Darśa–Pūrṇamāsa (New- and Full-Moon sacrifices) within the Śrauta Iṣṭi-cycle; specifically the yajamāna’s and adhvaryu’s operational mantras for preparing/establishing the fires and executing core offering-actions (āghāra/ājya-handling, puroḍāśa-related handling, and ancillary appeasement/protection formulas) as transmitted in the Kṛṣṇa Yajurveda Taittirīya Saṃhitā Kṛṣṇa-Yajus prose-mantra style.

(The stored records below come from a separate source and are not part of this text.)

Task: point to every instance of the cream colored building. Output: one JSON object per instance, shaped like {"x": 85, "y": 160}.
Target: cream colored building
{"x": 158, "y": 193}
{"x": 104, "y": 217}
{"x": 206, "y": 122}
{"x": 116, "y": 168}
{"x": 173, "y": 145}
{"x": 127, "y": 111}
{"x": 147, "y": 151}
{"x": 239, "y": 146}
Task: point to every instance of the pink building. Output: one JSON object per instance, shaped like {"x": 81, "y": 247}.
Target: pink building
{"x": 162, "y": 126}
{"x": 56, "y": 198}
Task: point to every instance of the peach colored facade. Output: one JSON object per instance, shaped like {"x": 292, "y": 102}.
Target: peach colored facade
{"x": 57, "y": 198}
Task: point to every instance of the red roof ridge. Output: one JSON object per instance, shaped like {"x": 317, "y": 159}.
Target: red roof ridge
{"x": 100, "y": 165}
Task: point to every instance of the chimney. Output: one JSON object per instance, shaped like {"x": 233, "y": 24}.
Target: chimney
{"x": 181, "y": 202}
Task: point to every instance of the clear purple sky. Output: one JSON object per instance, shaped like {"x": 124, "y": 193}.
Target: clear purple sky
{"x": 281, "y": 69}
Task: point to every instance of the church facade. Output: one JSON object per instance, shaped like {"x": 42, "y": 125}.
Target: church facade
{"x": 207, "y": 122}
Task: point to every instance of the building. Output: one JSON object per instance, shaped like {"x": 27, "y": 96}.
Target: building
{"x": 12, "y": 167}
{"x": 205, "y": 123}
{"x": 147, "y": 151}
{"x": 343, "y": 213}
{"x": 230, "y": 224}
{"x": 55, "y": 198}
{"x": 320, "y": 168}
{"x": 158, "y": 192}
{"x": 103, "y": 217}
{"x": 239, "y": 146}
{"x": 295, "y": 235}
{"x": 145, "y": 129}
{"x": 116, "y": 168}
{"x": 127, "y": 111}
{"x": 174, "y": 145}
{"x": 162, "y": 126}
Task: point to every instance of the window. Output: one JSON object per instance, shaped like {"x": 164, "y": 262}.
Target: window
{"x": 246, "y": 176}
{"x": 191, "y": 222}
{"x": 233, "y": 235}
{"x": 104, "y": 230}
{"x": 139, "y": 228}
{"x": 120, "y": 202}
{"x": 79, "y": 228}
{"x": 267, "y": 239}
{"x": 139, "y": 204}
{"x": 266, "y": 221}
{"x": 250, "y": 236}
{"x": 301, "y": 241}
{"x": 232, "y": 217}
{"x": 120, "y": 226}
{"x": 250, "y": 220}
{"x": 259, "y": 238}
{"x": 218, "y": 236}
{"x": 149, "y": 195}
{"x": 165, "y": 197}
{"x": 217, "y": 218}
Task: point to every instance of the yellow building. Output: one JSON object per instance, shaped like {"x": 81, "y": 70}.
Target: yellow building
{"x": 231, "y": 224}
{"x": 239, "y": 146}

TS 2.2.2 continues the Kṛṣṇa Yajurveda’s Darśa–Pūrṇamāsa liturgy by supplying adhvaryu-directed prose mantras that “instrumentalize” the rite: they sacralize implements, regulate the movement of ghee and oblations, and align each physical manipulation with a cosmological referent (Agni as mouth of the gods, Soma/food as support, Prajāpati as totality). The chapter exemplifies the Taittirīya technique of embedding brāhmaṇa-like rationale inside mantra-prose, thereby collapsing exegesis and performance into a single recitation stream. Its theological center is the conversion of domestic materials (fuel, ghee, cakes, ladles) into divine media through naming, delimitation, and apotropaic sealing. Recurrent motifs—“for Agni,” “for the gods,” “for prosperity/strength,” and boundary-making against injury—show how the iṣṭi is construed as a controlled exchange: the sacrificer offers ordered nourishment and receives stability, offspring, and social legitimacy. The prapāṭhaka thus functions as a procedural hinge between preparation and the decisive offering-moments.

12 anuvakas | 71 mantras

Prapathaka 4

Kṛṣṇa Yajurveda (Taittirīya Saṃhitā) Kṛṣṇayajurvedic Śrauta cycle: Darśa–Pūrṇamāsa / Iṣṭi-complex (new- and full-moon offerings), with emphasis on the construction, delimitation, and sacralization of the vedi/altar-space and the regulated handling of havis and implements within the monthly iṣṭi framework.

Prapāṭhaka 2.4 of the Taittirīya Saṃhitā continues the Darśa–Pūrṇamāsa iṣṭi complex by foregrounding the ritual grammar through which space, substances, and officiant actions are rendered fit for offering. The chapter’s mantric texture repeatedly binds practical operations—measuring and marking the vedi, preparing and placing implements, managing havis, and sequencing oblations—to cosmological correspondences (ṛta, the quarters, Prajāpati/Agni as ritual body). The liturgy functions as a technology of consecration: boundaries are not merely physical but juridical-sacral, and each transfer (taking, placing, offering, removing) is stabilized by mantra as a performative warrant. The chapter also illustrates the Kṛṣṇa Yajurveda’s characteristic interleaving of prose injunction and mantra, producing a compact ritual manual that simultaneously encodes theology. In doing so, it clarifies how monthly offerings are sustained by repeatable spatial and procedural invariants, ensuring continuity of sacrifice across lunar time.